Life in Peace Corps is a series of emotional peaks and valleys. It’s giddiness, depression, anger, boredom and elation in a 15-minute sequence. I think this might be what manic depression would feel like… I guess it takes a 2-year commitment in a random Honduran town to do that to a person.

Since my 6 day stint in Tegus with a “viral infection” (i.e. the we-don’t-know-what-it-is-so-we’ll-call-it-a-viral-infection illness), I’ve been back in San Jose for about two weeks. Here are a few examples of the highs and lows:

HIGH: within an hour of arriving at the house I received 4 visitors AND my Ipod which my friend had fixed for me. Amazing!
LOW: the friend who fixed the Ipod didn’t even notice I’d been away for nearly a week
HIGH: next-door neighbor made me tea for my cough
LOW: a quick check of my kitchen showed that I was missing my sugar, bread, cooking oil and the Dove liquid soap my Aunt Denise sent me. I swear it was there when I left… where could they have gone?
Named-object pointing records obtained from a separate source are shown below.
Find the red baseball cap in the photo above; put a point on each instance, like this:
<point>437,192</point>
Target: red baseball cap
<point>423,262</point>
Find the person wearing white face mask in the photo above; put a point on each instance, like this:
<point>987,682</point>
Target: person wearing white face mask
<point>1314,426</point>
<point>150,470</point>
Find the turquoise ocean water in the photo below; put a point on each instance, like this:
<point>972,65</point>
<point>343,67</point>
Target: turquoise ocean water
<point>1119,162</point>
I loved that soap.
HIGH: a frantic check of my belongings showed that my bigger ticket items were still intact
LOW: a rainstorm came through and sent brown water surging through my house, yet again
HIGH: my old host sister came to help me clean up… and this girl can CLEAN
LOW: while cleaning I noticed a figure watching us from the bushes. I immediately felt gross thinking it was my creepy bolo neighbor
HIGH: it was actually the bolo neighbor’s nephew, the totally harmless high school kid who wanted to say hi
LOW: my group of high school girls didn’t practice their flag routine while I was away and the flag squad was forced to disband; I also cancelled teaching my business simulation at the high school due to exams and a million events and holidays that would disrupt class
HIGH: no hard feelings!
LOW: I woke up this morning to the sound of bottle rockets going off right outside my front porch. Nice.
HIGH: I woke up at 8am to get to work at 8:15. Very nice.
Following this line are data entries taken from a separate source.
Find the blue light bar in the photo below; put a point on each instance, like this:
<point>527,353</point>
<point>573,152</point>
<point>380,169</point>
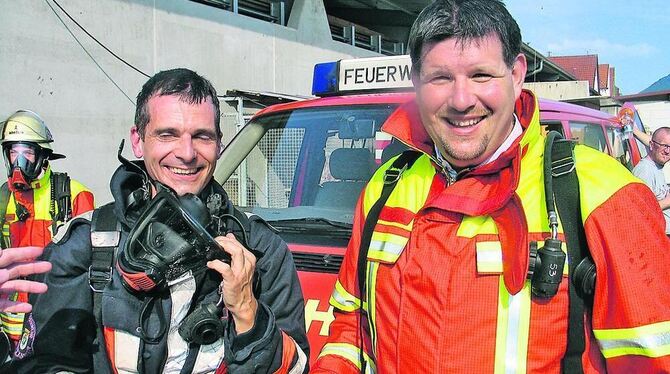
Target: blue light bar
<point>372,74</point>
<point>324,81</point>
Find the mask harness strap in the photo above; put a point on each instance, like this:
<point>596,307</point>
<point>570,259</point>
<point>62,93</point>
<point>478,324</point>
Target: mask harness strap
<point>391,177</point>
<point>562,183</point>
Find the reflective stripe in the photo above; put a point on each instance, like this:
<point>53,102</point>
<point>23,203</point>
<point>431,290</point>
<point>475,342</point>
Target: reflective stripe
<point>489,257</point>
<point>350,353</point>
<point>473,226</point>
<point>343,300</point>
<point>126,351</point>
<point>648,340</point>
<point>373,267</point>
<point>301,362</point>
<point>512,329</point>
<point>387,247</point>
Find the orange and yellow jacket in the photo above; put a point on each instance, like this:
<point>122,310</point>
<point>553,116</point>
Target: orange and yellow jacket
<point>36,229</point>
<point>446,269</point>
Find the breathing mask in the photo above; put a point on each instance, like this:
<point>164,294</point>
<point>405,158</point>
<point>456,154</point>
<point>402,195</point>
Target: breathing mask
<point>24,162</point>
<point>174,235</point>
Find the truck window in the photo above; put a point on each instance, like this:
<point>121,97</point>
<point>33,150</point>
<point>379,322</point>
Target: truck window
<point>547,126</point>
<point>590,134</point>
<point>620,146</point>
<point>641,146</point>
<point>311,162</point>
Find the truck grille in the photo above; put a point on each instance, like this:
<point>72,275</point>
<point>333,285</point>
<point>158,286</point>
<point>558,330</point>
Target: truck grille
<point>317,262</point>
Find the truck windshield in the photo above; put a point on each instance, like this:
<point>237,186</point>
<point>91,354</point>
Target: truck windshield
<point>310,166</point>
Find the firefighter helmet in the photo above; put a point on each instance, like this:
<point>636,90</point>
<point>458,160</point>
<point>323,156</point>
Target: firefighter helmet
<point>26,144</point>
<point>27,126</point>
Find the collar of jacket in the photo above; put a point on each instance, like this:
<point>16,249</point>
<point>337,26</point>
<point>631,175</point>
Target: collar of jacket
<point>125,180</point>
<point>485,190</point>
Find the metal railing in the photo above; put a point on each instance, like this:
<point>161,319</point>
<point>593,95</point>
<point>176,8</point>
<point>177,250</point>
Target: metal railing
<point>267,10</point>
<point>359,36</point>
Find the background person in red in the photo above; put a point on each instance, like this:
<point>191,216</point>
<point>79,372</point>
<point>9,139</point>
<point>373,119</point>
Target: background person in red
<point>161,305</point>
<point>445,273</point>
<point>35,199</point>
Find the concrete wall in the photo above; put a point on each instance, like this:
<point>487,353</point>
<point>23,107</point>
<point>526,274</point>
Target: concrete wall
<point>88,101</point>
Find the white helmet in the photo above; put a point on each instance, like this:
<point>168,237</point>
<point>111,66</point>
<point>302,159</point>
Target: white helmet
<point>26,130</point>
<point>27,126</point>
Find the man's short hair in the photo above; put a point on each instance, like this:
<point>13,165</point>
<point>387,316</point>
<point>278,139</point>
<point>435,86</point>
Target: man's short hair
<point>465,20</point>
<point>187,84</point>
<point>658,131</point>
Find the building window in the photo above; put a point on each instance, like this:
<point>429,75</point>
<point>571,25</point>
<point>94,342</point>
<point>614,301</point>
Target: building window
<point>274,11</point>
<point>359,36</point>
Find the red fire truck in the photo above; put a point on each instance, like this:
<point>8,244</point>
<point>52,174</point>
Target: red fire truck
<point>302,165</point>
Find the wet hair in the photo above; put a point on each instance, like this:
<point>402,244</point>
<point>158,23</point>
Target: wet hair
<point>187,84</point>
<point>465,20</point>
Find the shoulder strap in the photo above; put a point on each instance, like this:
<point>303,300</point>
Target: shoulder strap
<point>105,238</point>
<point>566,191</point>
<point>60,195</point>
<point>391,178</point>
<point>4,200</point>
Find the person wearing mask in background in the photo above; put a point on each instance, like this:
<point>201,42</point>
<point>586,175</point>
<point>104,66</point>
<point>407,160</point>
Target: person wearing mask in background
<point>443,284</point>
<point>36,200</point>
<point>650,170</point>
<point>169,277</point>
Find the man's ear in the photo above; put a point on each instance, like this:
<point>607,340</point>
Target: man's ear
<point>136,142</point>
<point>519,73</point>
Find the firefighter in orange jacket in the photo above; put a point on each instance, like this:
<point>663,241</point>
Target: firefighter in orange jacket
<point>445,273</point>
<point>36,200</point>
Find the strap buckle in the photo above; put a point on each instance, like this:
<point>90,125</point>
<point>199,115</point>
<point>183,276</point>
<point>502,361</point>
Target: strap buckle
<point>392,175</point>
<point>562,166</point>
<point>99,278</point>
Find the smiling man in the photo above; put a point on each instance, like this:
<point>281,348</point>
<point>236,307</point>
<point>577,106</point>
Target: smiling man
<point>650,170</point>
<point>439,282</point>
<point>169,277</point>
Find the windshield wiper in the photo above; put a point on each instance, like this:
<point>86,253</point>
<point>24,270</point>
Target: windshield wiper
<point>309,223</point>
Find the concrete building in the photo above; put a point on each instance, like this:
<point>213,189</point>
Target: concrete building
<point>52,64</point>
<point>80,63</point>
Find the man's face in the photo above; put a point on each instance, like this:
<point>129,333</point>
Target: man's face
<point>466,94</point>
<point>180,146</point>
<point>659,148</point>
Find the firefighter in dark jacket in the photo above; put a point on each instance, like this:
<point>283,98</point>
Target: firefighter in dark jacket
<point>176,302</point>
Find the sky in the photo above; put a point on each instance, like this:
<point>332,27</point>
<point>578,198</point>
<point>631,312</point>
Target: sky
<point>633,36</point>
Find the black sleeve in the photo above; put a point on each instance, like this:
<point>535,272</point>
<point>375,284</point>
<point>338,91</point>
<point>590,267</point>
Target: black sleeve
<point>62,327</point>
<point>281,308</point>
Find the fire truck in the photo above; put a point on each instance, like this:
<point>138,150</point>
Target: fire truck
<point>302,165</point>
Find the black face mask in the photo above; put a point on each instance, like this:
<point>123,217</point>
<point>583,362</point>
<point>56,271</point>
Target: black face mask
<point>172,236</point>
<point>23,171</point>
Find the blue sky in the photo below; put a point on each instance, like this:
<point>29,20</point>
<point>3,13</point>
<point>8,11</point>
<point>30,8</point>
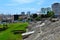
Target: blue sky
<point>16,6</point>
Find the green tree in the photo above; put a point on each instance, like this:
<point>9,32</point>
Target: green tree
<point>50,14</point>
<point>34,15</point>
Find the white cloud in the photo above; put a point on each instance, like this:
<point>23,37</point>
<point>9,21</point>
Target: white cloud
<point>40,2</point>
<point>23,1</point>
Monday, September 03, 2007

Laying low in Tegus

I've been in the capital city since Thursday with an unknown viral infection... i.e. feeling like death warmed over for the past week, which has been deemed a really bad cold. So I feel like a big baby but at least I get to chill in the glitzy glamorous capital of Honduras for a few days. And by glamorous I mean the Courtney Love kind of glamorous: loud, unpredictable, kind of fun to go out with for maybe an evening and then never again.
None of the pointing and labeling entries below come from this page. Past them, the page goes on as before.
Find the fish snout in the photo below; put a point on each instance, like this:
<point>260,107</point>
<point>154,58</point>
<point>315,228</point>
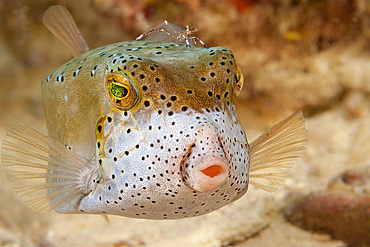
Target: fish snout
<point>205,166</point>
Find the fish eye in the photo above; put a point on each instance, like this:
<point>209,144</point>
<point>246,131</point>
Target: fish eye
<point>238,82</point>
<point>120,90</point>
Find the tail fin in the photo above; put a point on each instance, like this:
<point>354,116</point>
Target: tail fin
<point>274,152</point>
<point>44,173</point>
<point>60,22</point>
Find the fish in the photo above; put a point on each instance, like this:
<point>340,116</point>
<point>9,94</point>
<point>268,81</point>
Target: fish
<point>144,129</point>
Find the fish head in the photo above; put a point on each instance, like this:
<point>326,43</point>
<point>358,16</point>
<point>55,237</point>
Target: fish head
<point>169,125</point>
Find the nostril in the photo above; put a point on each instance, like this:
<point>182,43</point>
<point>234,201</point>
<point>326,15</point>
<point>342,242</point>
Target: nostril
<point>213,171</point>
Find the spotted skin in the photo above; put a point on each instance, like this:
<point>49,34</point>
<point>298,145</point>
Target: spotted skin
<point>184,112</point>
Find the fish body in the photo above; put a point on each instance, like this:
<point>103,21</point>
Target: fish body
<point>145,129</point>
<point>183,116</point>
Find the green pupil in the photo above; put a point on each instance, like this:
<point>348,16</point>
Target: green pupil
<point>118,92</point>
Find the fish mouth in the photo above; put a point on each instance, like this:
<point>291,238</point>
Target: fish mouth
<point>205,168</point>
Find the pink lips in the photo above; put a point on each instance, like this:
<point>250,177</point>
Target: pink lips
<point>205,167</point>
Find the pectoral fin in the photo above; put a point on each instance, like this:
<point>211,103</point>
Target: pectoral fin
<point>44,173</point>
<point>273,154</point>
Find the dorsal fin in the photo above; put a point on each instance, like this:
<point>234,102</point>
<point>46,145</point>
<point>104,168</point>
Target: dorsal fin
<point>60,22</point>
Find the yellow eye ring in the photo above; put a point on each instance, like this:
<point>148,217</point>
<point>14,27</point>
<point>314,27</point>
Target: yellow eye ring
<point>120,91</point>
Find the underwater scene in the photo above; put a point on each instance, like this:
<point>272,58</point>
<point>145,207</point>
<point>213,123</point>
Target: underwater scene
<point>205,123</point>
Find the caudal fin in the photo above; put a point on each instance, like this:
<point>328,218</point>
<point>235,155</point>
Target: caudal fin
<point>60,22</point>
<point>273,154</point>
<point>44,173</point>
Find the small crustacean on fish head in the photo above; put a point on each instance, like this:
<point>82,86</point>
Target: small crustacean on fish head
<point>144,129</point>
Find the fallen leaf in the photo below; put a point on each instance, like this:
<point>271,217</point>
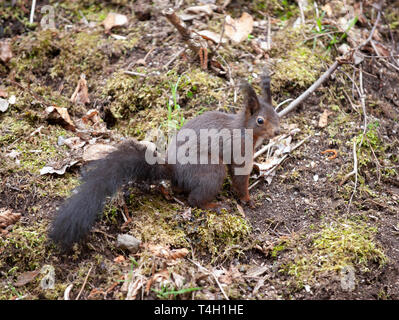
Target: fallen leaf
<point>207,9</point>
<point>26,277</point>
<point>323,121</point>
<point>4,105</point>
<point>238,30</point>
<point>241,210</point>
<point>114,20</point>
<point>3,94</point>
<point>61,116</point>
<point>210,35</point>
<point>12,99</point>
<point>81,93</point>
<point>119,259</point>
<point>61,171</point>
<point>74,143</point>
<point>7,217</point>
<point>97,151</point>
<point>91,115</point>
<point>382,50</point>
<point>327,8</point>
<point>5,51</point>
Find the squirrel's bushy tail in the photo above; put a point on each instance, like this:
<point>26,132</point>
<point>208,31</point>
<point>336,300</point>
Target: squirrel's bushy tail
<point>102,179</point>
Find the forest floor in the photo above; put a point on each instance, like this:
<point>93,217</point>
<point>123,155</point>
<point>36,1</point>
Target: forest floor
<point>316,232</point>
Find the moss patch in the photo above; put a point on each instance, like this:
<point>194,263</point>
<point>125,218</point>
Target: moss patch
<point>337,245</point>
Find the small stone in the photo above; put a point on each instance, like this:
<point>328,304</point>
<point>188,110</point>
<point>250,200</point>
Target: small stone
<point>126,241</point>
<point>348,279</point>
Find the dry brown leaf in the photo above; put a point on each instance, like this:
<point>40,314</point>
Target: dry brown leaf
<point>60,171</point>
<point>74,143</point>
<point>323,121</point>
<point>92,116</point>
<point>3,94</point>
<point>165,252</point>
<point>61,116</point>
<point>119,259</point>
<point>7,218</point>
<point>207,9</point>
<point>382,50</point>
<point>5,51</point>
<point>81,93</point>
<point>238,30</point>
<point>241,210</point>
<point>210,35</point>
<point>327,8</point>
<point>26,277</point>
<point>114,20</point>
<point>97,151</point>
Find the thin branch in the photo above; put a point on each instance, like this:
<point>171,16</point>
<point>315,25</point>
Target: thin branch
<point>84,283</point>
<point>311,89</point>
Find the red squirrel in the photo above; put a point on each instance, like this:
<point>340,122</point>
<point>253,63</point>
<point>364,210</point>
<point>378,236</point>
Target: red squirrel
<point>201,182</point>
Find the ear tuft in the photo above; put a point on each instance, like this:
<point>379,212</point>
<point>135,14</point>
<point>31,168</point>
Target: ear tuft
<point>265,84</point>
<point>251,102</point>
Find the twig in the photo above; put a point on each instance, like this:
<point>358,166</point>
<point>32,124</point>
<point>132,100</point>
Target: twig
<point>190,38</point>
<point>284,102</point>
<point>354,172</point>
<point>214,276</point>
<point>363,103</point>
<point>84,284</point>
<point>67,291</point>
<point>371,32</point>
<point>132,73</point>
<point>311,89</point>
<point>221,35</point>
<point>175,56</point>
<point>269,34</point>
<point>268,146</point>
<point>32,11</point>
<point>278,163</point>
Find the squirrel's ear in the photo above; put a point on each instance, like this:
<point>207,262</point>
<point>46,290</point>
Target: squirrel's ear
<point>251,102</point>
<point>265,84</point>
I've told a Honduran that Tegucigalpa (Tegus for short) is an example of poor urban planning, to which he replied, "it's not bad planning, it's just bad organization," which I would argue is a result of POOR PLANNING. What began as the two municipalities of Tegus and Comayaguela later turned into one merged city as two big areas smushed together. Urban sprawl in the 70s and 80s later contributed to more slums and barrios riding high up along the mountainside, which are periodically washed away by hurricanes. Riding in a taxi around town, there seems to be no rhyme or reason to anything. Streets are never marked. Dead ends and random backalleys are all over. Plus, until one stays here for quite a while, one never really knows where the "bad" neighborhoods end and the "good" ones begin. As a result, I've limited my wanderings to the hotel, the PC office, the mall and the fast food joints (arguably one of the epitomes in fine dining in Honduras, people dress up for Burger King). Maybe two years down the road I'll look back at these days when I was wary of Tegus and laugh. But for today I'm just ready to go back to teeny tiny San Jose, where urban planning consists of one main road and traffic is made up of cattle herds. I should be back tomorrow.